In this study, Phenotype Microarray technology was applied to evaluate the response of L. monocytogenes ATCC 7644 cells to Coridothymus capitatus hydrolate. A single exposure to increasing concentrations of C. capitatus HY influenced the growth dynamics in the presence of different substrates commonly found in food products, with a dose-dependent response. Notwithstanding the ability of L. monocytogenes to tolerate moderate NaCl concentrations (up to 10%), the pre-exposure of the cells to CHY restored the antimicrobial effect of NaCl, starting from a 1% concentration. Furthermore, the pre-exposure of cells to CHY was sufficient to cause evident changes in membrane hydrophobicity and in cellular spatial distribution, resulting in cellular auto-aggregation, which is considered a stress response mechanism, where the external cells are more exposed to antimicrobials, while preserving the internal ones.

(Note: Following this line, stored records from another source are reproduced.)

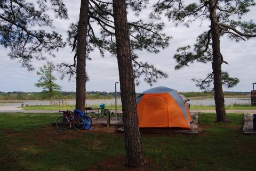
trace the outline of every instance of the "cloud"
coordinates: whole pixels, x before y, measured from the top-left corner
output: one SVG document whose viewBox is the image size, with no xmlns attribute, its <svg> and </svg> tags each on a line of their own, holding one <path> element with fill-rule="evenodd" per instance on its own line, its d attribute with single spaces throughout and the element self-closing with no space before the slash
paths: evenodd
<svg viewBox="0 0 256 171">
<path fill-rule="evenodd" d="M 54 24 L 55 31 L 63 35 L 64 40 L 67 38 L 67 30 L 70 23 L 76 22 L 78 20 L 80 2 L 79 1 L 64 1 L 68 8 L 69 20 L 55 20 Z M 129 12 L 129 19 L 135 19 L 134 15 Z M 246 18 L 252 19 L 255 22 L 256 7 L 251 10 L 251 12 L 246 15 Z M 140 15 L 144 18 L 144 20 L 148 20 L 146 13 Z M 167 20 L 165 20 L 166 21 Z M 193 45 L 195 44 L 197 37 L 203 31 L 209 29 L 209 21 L 201 21 L 191 23 L 189 28 L 180 24 L 175 27 L 172 22 L 165 23 L 164 32 L 173 38 L 170 41 L 168 48 L 160 53 L 149 54 L 145 52 L 139 52 L 138 54 L 140 60 L 147 61 L 149 64 L 154 64 L 158 69 L 167 73 L 169 78 L 160 79 L 154 84 L 154 87 L 166 86 L 177 89 L 179 91 L 200 91 L 191 81 L 193 78 L 204 78 L 212 71 L 211 63 L 201 64 L 195 63 L 189 67 L 174 70 L 177 64 L 173 58 L 176 49 L 179 47 Z M 200 27 L 201 26 L 201 27 Z M 221 41 L 221 49 L 225 61 L 229 65 L 222 65 L 223 71 L 227 71 L 231 76 L 238 77 L 241 81 L 238 85 L 232 89 L 223 88 L 225 91 L 249 91 L 252 89 L 252 83 L 256 81 L 254 66 L 256 62 L 254 50 L 256 39 L 252 38 L 247 41 L 235 42 L 222 38 Z M 41 90 L 34 86 L 34 83 L 39 79 L 36 71 L 39 67 L 46 63 L 46 61 L 33 60 L 35 71 L 28 72 L 21 66 L 18 60 L 11 60 L 7 56 L 8 49 L 0 47 L 0 91 L 22 91 L 27 92 L 40 91 Z M 71 53 L 71 49 L 66 47 L 60 49 L 55 53 L 56 57 L 49 57 L 47 59 L 53 61 L 55 64 L 61 62 L 73 64 L 74 53 Z M 110 54 L 107 54 L 102 58 L 98 50 L 92 52 L 91 56 L 92 61 L 86 61 L 86 72 L 89 74 L 90 81 L 86 83 L 87 91 L 115 91 L 115 83 L 119 82 L 119 74 L 117 59 Z M 55 73 L 55 76 L 59 78 L 60 75 Z M 57 83 L 62 87 L 63 91 L 76 91 L 76 82 L 68 83 L 67 79 L 57 81 Z M 117 91 L 119 90 L 119 84 L 117 84 Z M 136 91 L 141 92 L 150 88 L 141 80 L 141 83 L 135 88 Z"/>
</svg>

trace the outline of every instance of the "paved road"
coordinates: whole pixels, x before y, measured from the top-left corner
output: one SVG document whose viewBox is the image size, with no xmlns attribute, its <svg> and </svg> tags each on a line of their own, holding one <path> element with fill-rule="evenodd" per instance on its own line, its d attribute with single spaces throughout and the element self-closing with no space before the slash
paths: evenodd
<svg viewBox="0 0 256 171">
<path fill-rule="evenodd" d="M 191 109 L 190 112 L 196 113 L 198 110 Z M 215 113 L 215 110 L 199 110 L 202 113 Z M 227 113 L 249 113 L 256 114 L 256 110 L 226 110 Z M 20 106 L 0 106 L 0 113 L 58 113 L 57 110 L 26 110 L 20 107 Z"/>
</svg>

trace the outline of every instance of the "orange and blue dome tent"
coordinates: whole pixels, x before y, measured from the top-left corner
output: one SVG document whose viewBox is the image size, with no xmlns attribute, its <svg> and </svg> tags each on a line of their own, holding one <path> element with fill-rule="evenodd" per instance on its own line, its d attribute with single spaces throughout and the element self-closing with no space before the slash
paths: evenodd
<svg viewBox="0 0 256 171">
<path fill-rule="evenodd" d="M 190 129 L 189 110 L 177 90 L 153 88 L 143 92 L 136 101 L 140 127 Z"/>
</svg>

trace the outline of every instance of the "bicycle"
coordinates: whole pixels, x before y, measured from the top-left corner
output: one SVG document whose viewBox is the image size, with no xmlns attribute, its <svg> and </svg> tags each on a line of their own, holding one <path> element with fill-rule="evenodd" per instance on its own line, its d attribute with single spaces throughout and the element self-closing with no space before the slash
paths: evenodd
<svg viewBox="0 0 256 171">
<path fill-rule="evenodd" d="M 84 129 L 88 130 L 92 124 L 92 119 L 91 118 L 86 115 L 84 112 L 83 112 L 78 109 L 75 109 L 74 113 L 76 114 L 77 116 L 79 116 L 83 118 L 85 121 L 85 125 L 84 126 Z"/>
<path fill-rule="evenodd" d="M 62 114 L 62 116 L 58 118 L 56 122 L 56 126 L 58 129 L 68 129 L 71 128 L 71 126 L 76 130 L 82 130 L 84 127 L 85 125 L 84 119 L 77 116 L 73 112 L 59 110 L 59 113 Z"/>
</svg>

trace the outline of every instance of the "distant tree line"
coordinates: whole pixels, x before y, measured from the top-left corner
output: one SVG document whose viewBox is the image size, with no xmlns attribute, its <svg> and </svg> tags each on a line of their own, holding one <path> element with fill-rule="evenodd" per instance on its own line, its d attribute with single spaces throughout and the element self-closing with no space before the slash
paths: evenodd
<svg viewBox="0 0 256 171">
<path fill-rule="evenodd" d="M 213 98 L 214 92 L 180 92 L 187 98 L 191 97 L 207 97 Z M 86 92 L 86 99 L 111 99 L 115 98 L 115 92 L 107 92 L 106 91 L 88 91 Z M 137 93 L 136 96 L 140 93 Z M 227 97 L 243 97 L 251 94 L 250 92 L 225 92 L 224 95 Z M 121 97 L 120 92 L 117 92 L 118 98 Z M 54 99 L 75 99 L 76 92 L 61 91 L 58 95 L 55 95 Z M 44 93 L 41 92 L 26 92 L 23 91 L 12 91 L 3 92 L 0 91 L 0 100 L 49 100 Z"/>
<path fill-rule="evenodd" d="M 214 98 L 214 92 L 180 92 L 181 94 L 183 95 L 187 98 L 191 97 L 207 97 L 207 98 Z M 225 97 L 246 97 L 249 95 L 251 95 L 250 92 L 224 92 L 224 96 Z"/>
<path fill-rule="evenodd" d="M 116 92 L 117 97 L 120 97 L 120 92 Z M 115 92 L 88 91 L 86 92 L 86 99 L 111 99 L 115 97 Z M 76 92 L 61 91 L 60 93 L 54 95 L 54 99 L 75 99 Z M 26 92 L 23 91 L 13 91 L 4 92 L 0 91 L 0 100 L 49 100 L 49 97 L 41 92 Z"/>
</svg>

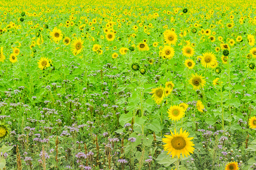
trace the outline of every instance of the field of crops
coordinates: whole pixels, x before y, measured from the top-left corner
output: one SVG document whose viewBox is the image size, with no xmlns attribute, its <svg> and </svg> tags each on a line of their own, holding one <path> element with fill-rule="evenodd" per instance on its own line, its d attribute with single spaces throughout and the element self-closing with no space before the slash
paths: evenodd
<svg viewBox="0 0 256 170">
<path fill-rule="evenodd" d="M 0 169 L 256 169 L 253 1 L 0 2 Z"/>
</svg>

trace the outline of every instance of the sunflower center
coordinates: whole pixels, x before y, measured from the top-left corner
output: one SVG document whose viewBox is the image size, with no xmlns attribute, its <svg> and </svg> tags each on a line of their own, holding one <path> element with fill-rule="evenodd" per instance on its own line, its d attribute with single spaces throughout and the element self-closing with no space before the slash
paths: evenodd
<svg viewBox="0 0 256 170">
<path fill-rule="evenodd" d="M 111 39 L 112 39 L 112 37 L 113 37 L 113 35 L 112 35 L 109 34 L 109 35 L 108 35 L 108 38 Z"/>
<path fill-rule="evenodd" d="M 171 35 L 168 37 L 168 39 L 169 39 L 169 40 L 170 40 L 170 41 L 173 41 L 174 39 L 174 37 Z"/>
<path fill-rule="evenodd" d="M 60 34 L 58 32 L 55 32 L 54 33 L 54 36 L 56 38 L 58 38 L 60 36 Z"/>
<path fill-rule="evenodd" d="M 255 120 L 253 121 L 253 124 L 254 126 L 255 126 L 255 125 L 256 125 L 256 120 Z"/>
<path fill-rule="evenodd" d="M 177 150 L 180 150 L 186 146 L 186 141 L 181 137 L 175 137 L 171 142 L 172 146 Z"/>
<path fill-rule="evenodd" d="M 199 78 L 195 78 L 192 80 L 193 84 L 196 86 L 200 85 L 201 82 L 201 79 Z"/>
<path fill-rule="evenodd" d="M 163 91 L 162 89 L 158 89 L 155 91 L 155 95 L 158 97 L 162 97 L 163 96 Z"/>
<path fill-rule="evenodd" d="M 210 56 L 205 56 L 205 57 L 204 58 L 204 61 L 205 61 L 205 62 L 207 63 L 210 62 L 212 61 L 212 57 L 210 57 Z"/>
<path fill-rule="evenodd" d="M 175 109 L 172 111 L 172 115 L 174 116 L 178 116 L 180 114 L 180 112 L 177 109 Z"/>
<path fill-rule="evenodd" d="M 187 54 L 191 54 L 191 50 L 190 49 L 186 49 L 186 53 Z"/>
<path fill-rule="evenodd" d="M 166 54 L 169 55 L 171 53 L 171 51 L 170 50 L 166 50 Z"/>
<path fill-rule="evenodd" d="M 47 62 L 46 62 L 46 61 L 43 61 L 41 64 L 43 66 L 45 66 L 47 64 Z"/>
<path fill-rule="evenodd" d="M 145 45 L 144 44 L 139 44 L 139 48 L 143 48 L 145 47 Z"/>
<path fill-rule="evenodd" d="M 79 50 L 82 48 L 82 44 L 81 42 L 78 42 L 76 44 L 76 49 Z"/>
</svg>

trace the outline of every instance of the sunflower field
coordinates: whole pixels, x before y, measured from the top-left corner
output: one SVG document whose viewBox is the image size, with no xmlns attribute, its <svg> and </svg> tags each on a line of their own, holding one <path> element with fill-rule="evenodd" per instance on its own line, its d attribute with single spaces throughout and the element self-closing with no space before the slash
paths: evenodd
<svg viewBox="0 0 256 170">
<path fill-rule="evenodd" d="M 253 1 L 0 2 L 0 169 L 256 169 Z"/>
</svg>

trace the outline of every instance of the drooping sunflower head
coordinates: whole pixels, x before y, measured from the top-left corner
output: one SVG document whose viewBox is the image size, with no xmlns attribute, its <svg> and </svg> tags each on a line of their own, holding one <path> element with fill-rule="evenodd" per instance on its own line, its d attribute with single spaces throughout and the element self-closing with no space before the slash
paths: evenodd
<svg viewBox="0 0 256 170">
<path fill-rule="evenodd" d="M 173 121 L 179 121 L 185 115 L 185 110 L 181 107 L 179 105 L 173 105 L 170 107 L 168 110 L 168 117 L 169 119 Z"/>
<path fill-rule="evenodd" d="M 185 62 L 184 64 L 187 68 L 188 68 L 188 69 L 193 69 L 193 67 L 196 65 L 195 62 L 191 59 L 187 59 L 186 60 L 185 60 Z"/>
<path fill-rule="evenodd" d="M 188 104 L 187 104 L 185 103 L 180 103 L 180 104 L 179 105 L 179 107 L 181 107 L 181 108 L 183 108 L 184 111 L 186 111 L 187 109 L 188 108 Z"/>
<path fill-rule="evenodd" d="M 72 41 L 71 44 L 71 50 L 75 56 L 80 54 L 82 51 L 83 48 L 84 47 L 83 44 L 84 40 L 82 40 L 81 38 L 76 38 Z"/>
<path fill-rule="evenodd" d="M 197 110 L 200 112 L 203 112 L 204 110 L 203 109 L 204 109 L 204 105 L 203 104 L 202 101 L 200 100 L 197 100 L 196 102 L 196 108 Z"/>
<path fill-rule="evenodd" d="M 189 133 L 185 130 L 183 131 L 182 128 L 180 128 L 180 133 L 176 133 L 176 129 L 174 130 L 174 134 L 171 131 L 171 135 L 164 136 L 166 138 L 163 138 L 163 142 L 166 144 L 163 145 L 164 151 L 167 151 L 167 155 L 171 154 L 172 158 L 177 156 L 180 158 L 180 154 L 184 158 L 190 155 L 190 153 L 193 154 L 195 148 L 193 147 L 195 144 L 191 140 L 193 138 L 188 138 Z"/>
<path fill-rule="evenodd" d="M 216 58 L 215 54 L 212 52 L 206 52 L 203 54 L 203 57 L 201 63 L 205 67 L 211 67 L 212 65 L 214 64 Z"/>
<path fill-rule="evenodd" d="M 251 117 L 249 121 L 250 128 L 253 129 L 256 129 L 256 117 L 254 116 L 254 117 Z"/>
<path fill-rule="evenodd" d="M 199 90 L 200 88 L 203 88 L 205 84 L 205 80 L 201 75 L 197 73 L 192 74 L 189 79 L 189 83 L 193 86 L 195 90 Z"/>
<path fill-rule="evenodd" d="M 46 68 L 51 66 L 49 60 L 48 58 L 41 57 L 38 62 L 38 67 L 43 70 Z"/>
<path fill-rule="evenodd" d="M 177 35 L 174 31 L 167 29 L 163 33 L 164 41 L 169 45 L 176 44 L 177 41 Z"/>
<path fill-rule="evenodd" d="M 182 53 L 186 57 L 191 57 L 194 55 L 195 50 L 189 45 L 185 46 L 182 49 Z"/>
<path fill-rule="evenodd" d="M 225 170 L 238 170 L 238 164 L 236 162 L 229 163 L 225 168 Z"/>
<path fill-rule="evenodd" d="M 155 101 L 157 104 L 160 104 L 165 96 L 164 90 L 161 86 L 152 89 L 152 91 L 150 93 L 153 94 L 152 98 Z"/>
<path fill-rule="evenodd" d="M 0 139 L 3 139 L 9 134 L 7 126 L 0 125 Z"/>
<path fill-rule="evenodd" d="M 71 39 L 68 37 L 65 37 L 64 39 L 63 39 L 63 43 L 64 44 L 65 44 L 65 45 L 68 45 L 70 44 L 70 41 L 71 41 Z"/>
<path fill-rule="evenodd" d="M 138 44 L 138 49 L 141 52 L 148 51 L 149 50 L 148 45 L 146 42 L 140 42 Z"/>
</svg>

In conclusion, this study confirms the effectiveness of CHY against L. monocytogenes ATCC 7644 and the possibility of inducing a persisting stress response in cells after its removal. The data suggest a promising use of CHY to control the contamination of L. monocytogenes in food processing environments. Moreover, the features of HYs, including the gentle sensory profile, the hydrophilic nature, and the lower cost compared to essential oils suggest their potential application in food formulations or in food processing environments (e.g., for sanitization of food-contact surfaces). Finally, in the “multi-drug resistance” era, the presented data underline the importance of studying how natural bioactive compounds affect the microbial response of pathogenic bacteria in order to hinder their resistance.